Le Conseil d'Etat tranche sur la conservation des données de connexion

 
unsplash-image-ImcUkZ72oUs.jpg
 
 

Il a déjà été longuement question, dans les pages du présent blog, de l’ingérence des agences gouvernementales américaines dans la vie privée des européens via les données détenues par les GAFAM, et l’article 702 du FISA. En effet, l’on sait que la possibilité qu’ont notamment la NSA et le FBI de procéder à une collecte en vrac des données des internautes a précipité la censure de l’accord du Privacy Shield l’été dernier.

Pourtant, de l’autre côté de l’Atlantique, la législation en cette matière n’est guère différente… En France, certaines dispositions du code des postes et des communications électroniques, et du code de la sécurité intérieure, dont le Conseil d’Etat a récemment commandé la révision, permettent à diverses autorités se rattachant à la nébuleuse des services de renseignement, d’exploiter de manière généralisée et non différenciée, des données relevant de la non moins nébuleuse notion de données de connexion. Entendez par là toutes les données relatives à la navigation sur internet — y compris les historiques de navigation enregistrés par les fournisseurs d’accès, et toutes les données relatives aux échanges téléphoniques, à l’exception du contenu des échanges lui-même…

En effet, il va être question ici de l’affaire ayant donné lieu à l’arrêt du Conseil d’Etat, le 21 le mercredi 21 avril dernier, qui constitue l’aboutissement d’un long feuilleton juridique. Plusieurs associations œuvrant pour la protection de la vie privée des citoyens — La Quadrature du net, Igwan.net, French Data Network — contestaient la conformité d’un tel dispositif d’exploitation des données issues de la vie privée des citoyens, au regard du droit de l’Union européenne, c’est à dire, essentiellement de la directive e-privacy, du RGPD et de la Charte des droits fondamentaux.
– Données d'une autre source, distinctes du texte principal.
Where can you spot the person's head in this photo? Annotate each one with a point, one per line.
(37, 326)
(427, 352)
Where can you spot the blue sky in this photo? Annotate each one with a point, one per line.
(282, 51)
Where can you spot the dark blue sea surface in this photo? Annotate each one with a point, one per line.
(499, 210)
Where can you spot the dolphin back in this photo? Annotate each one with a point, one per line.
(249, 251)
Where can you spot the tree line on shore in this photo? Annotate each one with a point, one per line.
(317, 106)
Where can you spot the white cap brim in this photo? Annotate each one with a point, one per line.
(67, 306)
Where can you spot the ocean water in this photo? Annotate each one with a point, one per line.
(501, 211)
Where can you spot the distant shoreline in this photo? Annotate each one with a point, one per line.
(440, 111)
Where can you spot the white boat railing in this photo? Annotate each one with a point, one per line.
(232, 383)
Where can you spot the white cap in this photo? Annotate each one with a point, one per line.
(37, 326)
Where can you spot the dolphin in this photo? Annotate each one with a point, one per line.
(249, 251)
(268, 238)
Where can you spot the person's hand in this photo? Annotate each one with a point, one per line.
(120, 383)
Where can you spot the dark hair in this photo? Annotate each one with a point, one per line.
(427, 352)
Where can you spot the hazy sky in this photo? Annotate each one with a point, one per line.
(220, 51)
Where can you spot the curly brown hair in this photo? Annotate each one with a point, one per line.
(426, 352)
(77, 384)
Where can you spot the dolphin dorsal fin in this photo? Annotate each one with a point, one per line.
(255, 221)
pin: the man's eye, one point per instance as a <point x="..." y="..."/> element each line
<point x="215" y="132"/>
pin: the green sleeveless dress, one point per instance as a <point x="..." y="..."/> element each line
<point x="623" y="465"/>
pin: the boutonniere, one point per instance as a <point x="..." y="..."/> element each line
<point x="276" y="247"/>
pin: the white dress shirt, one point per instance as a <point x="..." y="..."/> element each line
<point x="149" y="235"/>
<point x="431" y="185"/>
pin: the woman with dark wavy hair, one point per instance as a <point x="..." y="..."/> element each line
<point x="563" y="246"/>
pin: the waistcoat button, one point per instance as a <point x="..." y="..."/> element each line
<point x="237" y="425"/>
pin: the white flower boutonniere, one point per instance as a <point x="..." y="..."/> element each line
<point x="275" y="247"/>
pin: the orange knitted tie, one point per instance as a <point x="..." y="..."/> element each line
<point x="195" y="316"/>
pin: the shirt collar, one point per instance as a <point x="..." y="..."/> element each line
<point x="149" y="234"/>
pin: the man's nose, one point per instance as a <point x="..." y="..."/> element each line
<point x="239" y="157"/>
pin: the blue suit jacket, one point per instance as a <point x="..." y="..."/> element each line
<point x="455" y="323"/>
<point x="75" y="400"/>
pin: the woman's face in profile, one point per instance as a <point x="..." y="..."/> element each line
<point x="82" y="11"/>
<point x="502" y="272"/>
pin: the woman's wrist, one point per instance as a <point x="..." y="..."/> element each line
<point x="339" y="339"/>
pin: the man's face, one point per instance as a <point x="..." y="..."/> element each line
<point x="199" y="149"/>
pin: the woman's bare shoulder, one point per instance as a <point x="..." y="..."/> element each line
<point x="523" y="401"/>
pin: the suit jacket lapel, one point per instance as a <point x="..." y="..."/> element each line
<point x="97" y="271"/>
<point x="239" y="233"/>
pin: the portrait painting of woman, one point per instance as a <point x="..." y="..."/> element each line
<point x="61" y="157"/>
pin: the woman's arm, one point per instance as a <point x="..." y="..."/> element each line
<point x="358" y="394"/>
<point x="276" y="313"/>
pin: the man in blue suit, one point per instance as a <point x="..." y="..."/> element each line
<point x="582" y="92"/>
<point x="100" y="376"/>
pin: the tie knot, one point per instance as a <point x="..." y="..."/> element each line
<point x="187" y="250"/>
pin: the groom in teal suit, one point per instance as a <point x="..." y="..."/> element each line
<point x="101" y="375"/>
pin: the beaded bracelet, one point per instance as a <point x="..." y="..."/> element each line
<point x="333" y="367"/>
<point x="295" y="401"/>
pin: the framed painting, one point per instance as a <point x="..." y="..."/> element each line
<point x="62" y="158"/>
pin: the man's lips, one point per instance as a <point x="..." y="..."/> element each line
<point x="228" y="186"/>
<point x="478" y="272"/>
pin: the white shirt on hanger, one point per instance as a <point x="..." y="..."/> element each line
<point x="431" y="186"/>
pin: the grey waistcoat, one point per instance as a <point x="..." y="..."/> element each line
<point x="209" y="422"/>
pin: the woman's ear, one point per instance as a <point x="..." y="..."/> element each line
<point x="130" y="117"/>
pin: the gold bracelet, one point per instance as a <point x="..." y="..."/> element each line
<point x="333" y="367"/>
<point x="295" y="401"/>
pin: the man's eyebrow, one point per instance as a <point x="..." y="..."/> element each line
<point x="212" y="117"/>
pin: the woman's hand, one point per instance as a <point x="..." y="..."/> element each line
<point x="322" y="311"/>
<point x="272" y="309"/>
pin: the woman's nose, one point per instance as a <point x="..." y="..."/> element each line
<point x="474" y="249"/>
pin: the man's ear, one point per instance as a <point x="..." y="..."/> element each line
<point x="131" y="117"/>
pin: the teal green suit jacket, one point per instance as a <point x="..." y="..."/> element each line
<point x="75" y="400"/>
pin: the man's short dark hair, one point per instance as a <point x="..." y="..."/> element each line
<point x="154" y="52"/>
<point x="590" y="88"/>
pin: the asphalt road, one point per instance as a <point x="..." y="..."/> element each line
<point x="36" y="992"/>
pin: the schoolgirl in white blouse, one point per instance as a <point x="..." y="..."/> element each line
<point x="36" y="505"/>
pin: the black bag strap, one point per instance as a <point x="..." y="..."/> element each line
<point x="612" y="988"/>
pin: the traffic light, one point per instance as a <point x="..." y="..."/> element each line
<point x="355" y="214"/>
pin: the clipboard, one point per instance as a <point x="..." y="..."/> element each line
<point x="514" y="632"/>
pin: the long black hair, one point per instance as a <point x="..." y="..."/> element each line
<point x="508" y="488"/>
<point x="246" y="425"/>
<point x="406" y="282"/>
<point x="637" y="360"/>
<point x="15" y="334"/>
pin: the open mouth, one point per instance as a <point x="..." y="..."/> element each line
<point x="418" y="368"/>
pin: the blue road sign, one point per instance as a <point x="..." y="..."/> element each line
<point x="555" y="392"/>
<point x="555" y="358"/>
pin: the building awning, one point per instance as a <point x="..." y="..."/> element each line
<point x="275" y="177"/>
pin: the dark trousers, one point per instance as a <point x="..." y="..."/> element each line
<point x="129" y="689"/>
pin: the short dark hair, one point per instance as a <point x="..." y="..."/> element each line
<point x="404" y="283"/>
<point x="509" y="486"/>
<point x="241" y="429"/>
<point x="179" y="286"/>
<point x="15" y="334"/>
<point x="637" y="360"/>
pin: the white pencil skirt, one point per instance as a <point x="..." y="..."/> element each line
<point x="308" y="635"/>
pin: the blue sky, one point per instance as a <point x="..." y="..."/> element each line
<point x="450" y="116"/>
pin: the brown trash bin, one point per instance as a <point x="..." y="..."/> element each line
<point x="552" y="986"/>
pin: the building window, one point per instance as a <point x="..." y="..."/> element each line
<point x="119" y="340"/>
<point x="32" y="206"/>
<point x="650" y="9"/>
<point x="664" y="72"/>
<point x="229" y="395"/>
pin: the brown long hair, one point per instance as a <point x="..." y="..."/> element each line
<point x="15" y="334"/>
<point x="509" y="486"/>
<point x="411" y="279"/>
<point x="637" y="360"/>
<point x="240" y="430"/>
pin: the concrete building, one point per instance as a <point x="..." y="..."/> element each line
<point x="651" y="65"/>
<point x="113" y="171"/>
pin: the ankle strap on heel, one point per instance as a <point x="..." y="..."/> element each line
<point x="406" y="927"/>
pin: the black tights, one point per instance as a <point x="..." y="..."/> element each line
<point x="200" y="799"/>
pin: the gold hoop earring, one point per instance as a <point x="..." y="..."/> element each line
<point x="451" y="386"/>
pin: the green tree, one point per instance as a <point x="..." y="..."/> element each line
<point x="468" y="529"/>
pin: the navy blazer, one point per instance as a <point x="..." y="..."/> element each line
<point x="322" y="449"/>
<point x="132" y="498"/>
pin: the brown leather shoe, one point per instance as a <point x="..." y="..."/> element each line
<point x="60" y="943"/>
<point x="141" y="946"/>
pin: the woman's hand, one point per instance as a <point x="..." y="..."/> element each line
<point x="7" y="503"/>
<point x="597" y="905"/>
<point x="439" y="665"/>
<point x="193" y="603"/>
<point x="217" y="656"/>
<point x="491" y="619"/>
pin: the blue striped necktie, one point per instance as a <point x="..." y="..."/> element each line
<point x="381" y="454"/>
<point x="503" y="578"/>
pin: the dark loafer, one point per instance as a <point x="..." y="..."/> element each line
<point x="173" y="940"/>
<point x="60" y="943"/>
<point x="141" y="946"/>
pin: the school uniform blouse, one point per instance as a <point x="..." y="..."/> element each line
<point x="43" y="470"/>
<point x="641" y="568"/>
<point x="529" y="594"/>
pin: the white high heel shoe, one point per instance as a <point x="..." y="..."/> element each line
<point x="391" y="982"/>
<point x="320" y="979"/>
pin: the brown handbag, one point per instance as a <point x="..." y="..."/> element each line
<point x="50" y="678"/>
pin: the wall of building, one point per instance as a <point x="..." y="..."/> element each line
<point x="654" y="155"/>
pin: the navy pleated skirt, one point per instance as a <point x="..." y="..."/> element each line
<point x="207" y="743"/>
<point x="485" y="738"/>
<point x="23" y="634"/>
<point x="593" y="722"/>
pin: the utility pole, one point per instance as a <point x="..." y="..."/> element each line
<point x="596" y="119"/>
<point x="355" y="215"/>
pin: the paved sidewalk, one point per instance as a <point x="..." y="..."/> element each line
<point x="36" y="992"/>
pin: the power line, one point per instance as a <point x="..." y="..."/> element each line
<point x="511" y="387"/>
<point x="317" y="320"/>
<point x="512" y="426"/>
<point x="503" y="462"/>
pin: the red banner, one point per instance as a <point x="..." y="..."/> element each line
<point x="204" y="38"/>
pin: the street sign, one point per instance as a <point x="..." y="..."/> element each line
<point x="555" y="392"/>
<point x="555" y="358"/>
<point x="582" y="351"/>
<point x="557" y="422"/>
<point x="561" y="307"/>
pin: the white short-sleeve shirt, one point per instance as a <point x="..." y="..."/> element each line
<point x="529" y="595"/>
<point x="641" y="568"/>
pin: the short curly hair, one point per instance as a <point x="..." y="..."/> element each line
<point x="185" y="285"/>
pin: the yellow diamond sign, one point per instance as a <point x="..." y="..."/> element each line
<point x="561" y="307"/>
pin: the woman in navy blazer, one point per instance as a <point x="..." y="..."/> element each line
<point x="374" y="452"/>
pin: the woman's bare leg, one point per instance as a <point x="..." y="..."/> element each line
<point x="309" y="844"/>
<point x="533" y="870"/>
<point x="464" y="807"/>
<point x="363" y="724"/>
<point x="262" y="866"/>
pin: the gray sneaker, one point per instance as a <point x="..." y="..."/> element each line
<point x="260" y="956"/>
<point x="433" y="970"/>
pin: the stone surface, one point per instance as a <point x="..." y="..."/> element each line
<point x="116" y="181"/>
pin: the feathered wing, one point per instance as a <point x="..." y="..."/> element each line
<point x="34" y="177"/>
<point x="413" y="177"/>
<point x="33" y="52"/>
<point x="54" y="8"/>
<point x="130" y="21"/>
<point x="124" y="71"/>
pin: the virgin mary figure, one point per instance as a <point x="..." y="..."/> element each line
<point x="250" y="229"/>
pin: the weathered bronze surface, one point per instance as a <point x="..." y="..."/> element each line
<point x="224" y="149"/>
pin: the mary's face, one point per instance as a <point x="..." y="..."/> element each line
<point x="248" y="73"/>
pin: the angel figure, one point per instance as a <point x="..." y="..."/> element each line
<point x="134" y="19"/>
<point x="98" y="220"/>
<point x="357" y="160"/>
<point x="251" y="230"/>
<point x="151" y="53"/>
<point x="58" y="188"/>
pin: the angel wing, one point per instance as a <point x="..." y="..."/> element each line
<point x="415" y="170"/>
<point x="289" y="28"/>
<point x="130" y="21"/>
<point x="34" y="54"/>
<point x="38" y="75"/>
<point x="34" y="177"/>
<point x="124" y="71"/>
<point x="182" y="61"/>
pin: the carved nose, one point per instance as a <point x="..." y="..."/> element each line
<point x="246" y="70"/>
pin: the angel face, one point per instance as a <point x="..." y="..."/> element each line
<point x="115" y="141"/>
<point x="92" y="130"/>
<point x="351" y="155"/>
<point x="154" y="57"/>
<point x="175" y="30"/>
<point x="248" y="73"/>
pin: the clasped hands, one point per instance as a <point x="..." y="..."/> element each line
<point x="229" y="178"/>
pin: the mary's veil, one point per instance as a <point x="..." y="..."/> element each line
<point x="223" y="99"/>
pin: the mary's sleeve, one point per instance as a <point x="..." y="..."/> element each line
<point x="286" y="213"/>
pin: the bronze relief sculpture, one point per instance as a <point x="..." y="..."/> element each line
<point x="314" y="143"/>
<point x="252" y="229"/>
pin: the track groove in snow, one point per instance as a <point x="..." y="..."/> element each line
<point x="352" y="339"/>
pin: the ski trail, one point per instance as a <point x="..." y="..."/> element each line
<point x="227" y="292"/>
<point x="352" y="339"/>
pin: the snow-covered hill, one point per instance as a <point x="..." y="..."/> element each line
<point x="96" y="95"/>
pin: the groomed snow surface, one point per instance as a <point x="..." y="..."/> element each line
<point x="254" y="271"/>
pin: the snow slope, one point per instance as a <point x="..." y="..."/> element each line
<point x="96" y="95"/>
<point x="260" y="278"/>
L’affaire étant remontée jusqu’à la Cour de justice de l’Union européenne, via le mécanisme de la question préjudicielle, laquelle a tranché le 6 octobre dernier, c’était donc au Conseil d’Etat de se prononcer. C’est ce qu’il a fait dans cet arrêt d’assemblée, qui mérite sans aucun doute sa place dans le recueil des Grands arrêts de la jurisprudence administrative (GAJA), ne serait-ce que pour son apport à l’articulation du droit de l’Union au droit national.

L’état du droit français avant l’arrêt du Conseil d’Etat, la Quadrature du net, du 21 avril 2021

Les obligations de conservation s’appliquant aux opérateurs de communications électroniques

Contrairement à ce que l’on pourrait penser, après avoir suivi les ramifications des affaires Schrems I et Schrems II, les autorités publiques des Etats membres de l’Union européenne disposent, elles aussi de prérogatives tout à fait étendues en matière d’accès aux données de connexion issues des communications électroniques.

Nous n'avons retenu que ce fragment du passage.